The United States Geological Survey, supported by a team of more than 50 experts, published the startling findings of the latest National Seismic Risk Model (NSHM).
Published in ‘Earthquake Spectra’, the research highlights that approximately 75% of the United States can experience damaging earthquakes. This comprehensive assessment, the first to cover all 50 states, marks a significant advance in understanding the seismic hazards facing the country.
The updated NSHM offers a detailed color-coded map pinpointing potential earthquake zones thanks to improved seismic surveys, historical geological data, and advanced data collection technologies.

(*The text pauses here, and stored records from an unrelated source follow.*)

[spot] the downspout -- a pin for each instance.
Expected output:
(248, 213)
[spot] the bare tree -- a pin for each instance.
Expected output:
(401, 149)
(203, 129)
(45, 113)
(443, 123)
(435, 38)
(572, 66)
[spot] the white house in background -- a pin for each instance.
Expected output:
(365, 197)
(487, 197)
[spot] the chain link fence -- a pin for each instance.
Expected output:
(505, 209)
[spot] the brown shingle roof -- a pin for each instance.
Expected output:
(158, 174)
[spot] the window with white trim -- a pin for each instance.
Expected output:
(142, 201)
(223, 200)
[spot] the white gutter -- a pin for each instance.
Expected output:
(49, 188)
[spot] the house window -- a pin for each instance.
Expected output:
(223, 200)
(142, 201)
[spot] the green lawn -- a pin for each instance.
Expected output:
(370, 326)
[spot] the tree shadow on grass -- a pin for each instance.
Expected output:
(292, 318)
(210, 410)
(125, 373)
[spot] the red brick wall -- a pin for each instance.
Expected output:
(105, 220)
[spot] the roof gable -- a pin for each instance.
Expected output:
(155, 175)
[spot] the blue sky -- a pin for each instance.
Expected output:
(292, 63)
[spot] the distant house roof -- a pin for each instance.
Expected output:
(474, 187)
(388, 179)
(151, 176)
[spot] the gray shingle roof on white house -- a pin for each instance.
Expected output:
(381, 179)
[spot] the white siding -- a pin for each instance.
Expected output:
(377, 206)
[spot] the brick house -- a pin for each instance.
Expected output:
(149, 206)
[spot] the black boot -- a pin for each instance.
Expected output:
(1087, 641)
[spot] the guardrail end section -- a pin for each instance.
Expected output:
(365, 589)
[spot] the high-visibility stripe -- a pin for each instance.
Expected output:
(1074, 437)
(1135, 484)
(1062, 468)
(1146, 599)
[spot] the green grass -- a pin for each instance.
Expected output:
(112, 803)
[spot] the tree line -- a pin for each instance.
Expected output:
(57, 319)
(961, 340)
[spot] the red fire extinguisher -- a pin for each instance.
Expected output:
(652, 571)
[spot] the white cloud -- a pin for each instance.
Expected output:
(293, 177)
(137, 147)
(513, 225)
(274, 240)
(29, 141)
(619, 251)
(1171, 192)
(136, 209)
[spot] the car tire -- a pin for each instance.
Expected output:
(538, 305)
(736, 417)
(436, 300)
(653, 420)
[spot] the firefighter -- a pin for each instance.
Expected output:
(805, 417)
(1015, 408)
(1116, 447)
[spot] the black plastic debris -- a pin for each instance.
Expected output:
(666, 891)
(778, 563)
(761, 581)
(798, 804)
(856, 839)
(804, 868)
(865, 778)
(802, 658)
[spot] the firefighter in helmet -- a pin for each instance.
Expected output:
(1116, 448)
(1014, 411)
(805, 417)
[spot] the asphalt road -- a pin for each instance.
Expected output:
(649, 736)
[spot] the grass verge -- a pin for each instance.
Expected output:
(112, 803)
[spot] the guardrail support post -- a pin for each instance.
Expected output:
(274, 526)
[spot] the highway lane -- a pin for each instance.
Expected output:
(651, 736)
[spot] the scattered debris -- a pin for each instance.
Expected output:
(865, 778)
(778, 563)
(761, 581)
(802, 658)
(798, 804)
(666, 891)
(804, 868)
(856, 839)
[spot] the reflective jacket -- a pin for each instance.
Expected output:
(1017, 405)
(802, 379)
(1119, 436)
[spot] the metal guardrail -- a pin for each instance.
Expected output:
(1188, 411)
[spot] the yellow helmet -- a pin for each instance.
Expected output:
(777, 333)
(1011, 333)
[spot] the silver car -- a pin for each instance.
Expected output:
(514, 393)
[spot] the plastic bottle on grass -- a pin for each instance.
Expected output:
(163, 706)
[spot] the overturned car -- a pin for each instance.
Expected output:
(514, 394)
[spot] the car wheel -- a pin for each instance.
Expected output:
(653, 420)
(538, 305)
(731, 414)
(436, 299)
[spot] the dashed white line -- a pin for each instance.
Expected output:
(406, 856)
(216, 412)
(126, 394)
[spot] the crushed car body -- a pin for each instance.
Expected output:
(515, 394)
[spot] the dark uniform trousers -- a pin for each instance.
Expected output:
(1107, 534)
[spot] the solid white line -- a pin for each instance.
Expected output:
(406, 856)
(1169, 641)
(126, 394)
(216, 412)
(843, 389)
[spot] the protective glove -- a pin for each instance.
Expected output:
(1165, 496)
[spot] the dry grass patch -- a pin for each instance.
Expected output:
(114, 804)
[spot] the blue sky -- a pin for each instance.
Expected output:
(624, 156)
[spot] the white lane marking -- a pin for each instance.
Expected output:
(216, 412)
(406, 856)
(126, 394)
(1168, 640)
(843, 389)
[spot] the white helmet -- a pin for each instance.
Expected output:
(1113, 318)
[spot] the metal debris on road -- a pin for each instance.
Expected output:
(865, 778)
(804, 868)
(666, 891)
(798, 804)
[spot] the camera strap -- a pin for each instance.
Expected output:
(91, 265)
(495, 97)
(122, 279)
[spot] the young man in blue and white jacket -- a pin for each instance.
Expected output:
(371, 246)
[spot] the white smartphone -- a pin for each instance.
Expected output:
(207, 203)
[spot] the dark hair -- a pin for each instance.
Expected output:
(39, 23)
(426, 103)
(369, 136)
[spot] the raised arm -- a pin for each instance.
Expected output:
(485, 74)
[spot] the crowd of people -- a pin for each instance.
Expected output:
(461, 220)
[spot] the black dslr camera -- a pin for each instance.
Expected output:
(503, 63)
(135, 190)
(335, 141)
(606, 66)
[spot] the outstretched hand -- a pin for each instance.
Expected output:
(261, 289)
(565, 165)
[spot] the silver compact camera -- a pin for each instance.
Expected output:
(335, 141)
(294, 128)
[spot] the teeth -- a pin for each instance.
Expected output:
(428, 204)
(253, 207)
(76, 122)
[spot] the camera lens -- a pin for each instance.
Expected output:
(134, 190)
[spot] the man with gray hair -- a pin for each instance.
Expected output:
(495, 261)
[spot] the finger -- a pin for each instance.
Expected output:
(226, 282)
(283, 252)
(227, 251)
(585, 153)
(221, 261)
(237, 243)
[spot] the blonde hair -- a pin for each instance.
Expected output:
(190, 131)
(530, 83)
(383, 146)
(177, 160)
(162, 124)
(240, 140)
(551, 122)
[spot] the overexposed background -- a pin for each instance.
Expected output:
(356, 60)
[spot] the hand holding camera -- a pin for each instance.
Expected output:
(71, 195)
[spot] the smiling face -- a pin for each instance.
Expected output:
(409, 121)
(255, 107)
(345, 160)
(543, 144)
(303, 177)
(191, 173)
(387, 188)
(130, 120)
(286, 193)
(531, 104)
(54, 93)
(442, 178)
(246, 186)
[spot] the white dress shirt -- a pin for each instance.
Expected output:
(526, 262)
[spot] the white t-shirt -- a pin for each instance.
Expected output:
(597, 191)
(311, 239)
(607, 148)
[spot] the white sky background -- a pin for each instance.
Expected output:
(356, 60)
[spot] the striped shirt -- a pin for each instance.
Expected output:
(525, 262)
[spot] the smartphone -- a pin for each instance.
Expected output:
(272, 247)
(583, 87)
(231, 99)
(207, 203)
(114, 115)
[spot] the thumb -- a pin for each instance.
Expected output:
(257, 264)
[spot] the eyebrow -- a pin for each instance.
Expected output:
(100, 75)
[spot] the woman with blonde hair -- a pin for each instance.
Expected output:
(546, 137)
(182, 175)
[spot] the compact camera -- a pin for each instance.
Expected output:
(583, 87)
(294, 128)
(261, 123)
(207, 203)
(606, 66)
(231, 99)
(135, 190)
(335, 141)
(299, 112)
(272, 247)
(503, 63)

Notable changes from previous models include an increased potential for damaging earthquakes along the central and northeastern Atlantic coast corridors, including major cities such as Washington, DC, Philadelphia, New York, and Boston.
In addition, greater risks have been identified in California, Alaska, and Hawaii, the latter with greater potential due to recent volcanic activity and earthquake disturbances.
Earthquakes: Implications for public safety
This study serves as an important tool for engineers, architects, and policymakers, informing how buildings and structures should be designed and constructed to minimize the effects of earthquakes.
Research highlights that 37 US states have experienced major earthquakes in the past 200 years, which highlights the pervasive nature of the danger.
While it is impossible to predict earthquakes, the model provides critical data to prepare and protect vulnerable communities against potential earthquake events.
While the study does not predict earthquakes, its insights are important in understanding and preparing for potential earthquake challenges in the future.
The most destructive earthquakes in the United States in the last 100 years
The ten deadliest earthquakes in the United States in the past 100 years vary in size and location. Among the most notable is the earthquake in Alaska on March 27, 1964, known as the Good Friday earthquake or the Great Alaska earthquake.
With a magnitude of 9.2, it was the strongest earthquake recorded in North American history and the second strongest worldwide, resulting in approximately 131 deaths, according to the World Atlas.
Another major earthquake was the Aleutian Islands earthquake on April 1, 1946, with a magnitude of 8.6, which caused 165 deaths and extensive damage.
The Cascadia earthquake of 1700, which occurred on January 26 and had an estimated magnitude between 8.7 and 9.2, affected what are now Washington, Oregon, and California, although there is not enough information to quantify the magnitude of the earthquake, the destruction, and the number of deaths.
In California, the Fort Tejon earthquakes of 1857 and the San Francisco earthquake of 1906, both of magnitude 7.9, were also significant. While the Fort Tejon earthquake resulted in only two deaths, the San Francisco earthquake caused over 3,000 deaths.
These events reflect not only their magnitude but also the human losses and material damage they cause.